Then you will hear her voice asking you, “When you came to arrest me did you show me a warrant? Did you let me have an attorney at the time of cross-examination? Did you bring me before an open court with a jury and let my lawyer defend me without fear? When the prosecutor charged me, was his indictment based on true and objective facts, or forced self-incrimination and false testimonies? Was my sentence fair and proportionate to my alleged crime? Did I have the right to appeal?” Now, tell me what your responses are to her questions.

Without justice how can one speak of the right of heirs to pardon? Reconciliation is possible only when the mass graves are uncovered and the process of seeking justice begins, the roles of those who have participated in this crime are determined, and each person receives a fair sentence accordingly. Pardon prior to justice leads to forgetting the injustices in the past and yielding to more injustices in the future. One who remains indifferent toward yesterday’s cruelties becomes an accomplice to today’s crimes.

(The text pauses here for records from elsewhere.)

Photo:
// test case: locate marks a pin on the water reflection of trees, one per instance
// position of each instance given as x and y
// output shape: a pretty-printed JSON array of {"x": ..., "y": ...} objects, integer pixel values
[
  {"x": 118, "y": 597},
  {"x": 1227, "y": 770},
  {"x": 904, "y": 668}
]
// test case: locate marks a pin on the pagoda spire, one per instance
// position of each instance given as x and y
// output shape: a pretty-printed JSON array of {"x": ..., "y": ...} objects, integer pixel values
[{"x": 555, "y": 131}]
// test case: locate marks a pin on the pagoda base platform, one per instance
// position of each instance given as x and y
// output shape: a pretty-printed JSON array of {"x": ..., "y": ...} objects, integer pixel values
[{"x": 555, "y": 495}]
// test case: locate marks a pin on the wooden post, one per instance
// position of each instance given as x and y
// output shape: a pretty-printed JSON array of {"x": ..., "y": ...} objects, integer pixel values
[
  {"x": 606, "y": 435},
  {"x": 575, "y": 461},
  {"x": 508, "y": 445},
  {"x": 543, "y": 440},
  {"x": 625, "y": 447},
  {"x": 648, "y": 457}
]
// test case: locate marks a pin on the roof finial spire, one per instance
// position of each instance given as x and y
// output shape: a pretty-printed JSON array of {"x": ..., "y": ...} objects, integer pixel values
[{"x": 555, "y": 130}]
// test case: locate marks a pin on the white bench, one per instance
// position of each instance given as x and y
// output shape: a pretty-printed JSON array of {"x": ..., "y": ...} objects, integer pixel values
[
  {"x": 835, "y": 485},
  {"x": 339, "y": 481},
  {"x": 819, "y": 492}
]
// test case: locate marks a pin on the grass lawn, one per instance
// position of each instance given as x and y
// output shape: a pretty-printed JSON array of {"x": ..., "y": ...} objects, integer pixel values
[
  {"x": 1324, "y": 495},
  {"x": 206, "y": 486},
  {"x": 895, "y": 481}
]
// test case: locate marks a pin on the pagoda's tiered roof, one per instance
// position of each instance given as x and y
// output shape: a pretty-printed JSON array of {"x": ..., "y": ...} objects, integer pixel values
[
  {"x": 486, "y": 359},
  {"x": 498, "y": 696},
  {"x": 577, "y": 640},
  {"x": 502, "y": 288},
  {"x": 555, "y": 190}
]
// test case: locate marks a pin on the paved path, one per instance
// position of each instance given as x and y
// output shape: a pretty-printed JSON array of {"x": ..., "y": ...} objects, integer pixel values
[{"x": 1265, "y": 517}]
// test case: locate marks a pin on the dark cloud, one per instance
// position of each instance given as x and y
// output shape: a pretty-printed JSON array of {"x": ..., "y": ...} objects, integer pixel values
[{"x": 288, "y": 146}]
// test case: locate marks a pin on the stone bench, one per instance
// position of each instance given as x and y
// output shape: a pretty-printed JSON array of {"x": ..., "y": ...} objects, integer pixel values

How can I, as the survivor and heir to my wife Ezzat Tabaian, executed on January 7, 1982 in Evin prison in Tehran, forgive the crimes of the participants before her murder is investigated by an independent grand jury? Who are these collaborators? One who endorsed her death sentence; one who gave the verdict; one who tortured and interrogated her; one who instigated her arrest; and the one who, on that snowy day in January, put a bullet in her chest. They all have dirty hands. Each is responsible for his act, despite the fact that these men are products of an outdated ideology that justifies their brutality. They should be tried in an open court with juries and lawyers and be held accountable for their crimes so that justice prevails. Only then can one ask the heir if he is willing to pardon the criminals.

No! I cannot show magnanimity and generosity because no independent court has been created yet to indict and condemn the criminals so that I can ask for their pardon. Reconciliation prior to the process of justice would mean forgetting the agony that my wife, Ezzat, and thousands of other women and men went through because of their beliefs, and approving other similar injustices that are currently being committed in my homeland.

No! I cannot forgive. Not because I advocate revenge; quite the contrary. I believe that pledge for justice differs from vengeance for bloodshed. An avenger of murder merely wants to satisfy his personal anger and does not care about the social consequences of his violent act. One who seeks justice should not take matters into his own hands, but find a competent third party, that is, an independent court capable of making an objective judgment about a committed crime without violating the rights of the accused. Revenge and retaliation derive from tribalism and completely differ from the independent judicial system of our era. In modern law the goal is to rehabilitate criminals and prevent crime. But in religious retribution and tribal retaliation the objective is an eye for an eye.

Neither revenge and violence, nor amnesia and submission to tyrants! A murder is committed and needs to be reviewed by an independent court. Until that time, I, as the widower of the murdered, have no right to forgive you. Go to Infidel Cemetery at Khavaran Road, Tehran. Find the burial site of my wife among the other graves in that place of grief that has greatly expanded over the past twenty-one years. Tell her that you are regretful of the crime committed against her, and that you agree to appear in front of an independent court. Then look around. Perhaps you will see me next to her grave.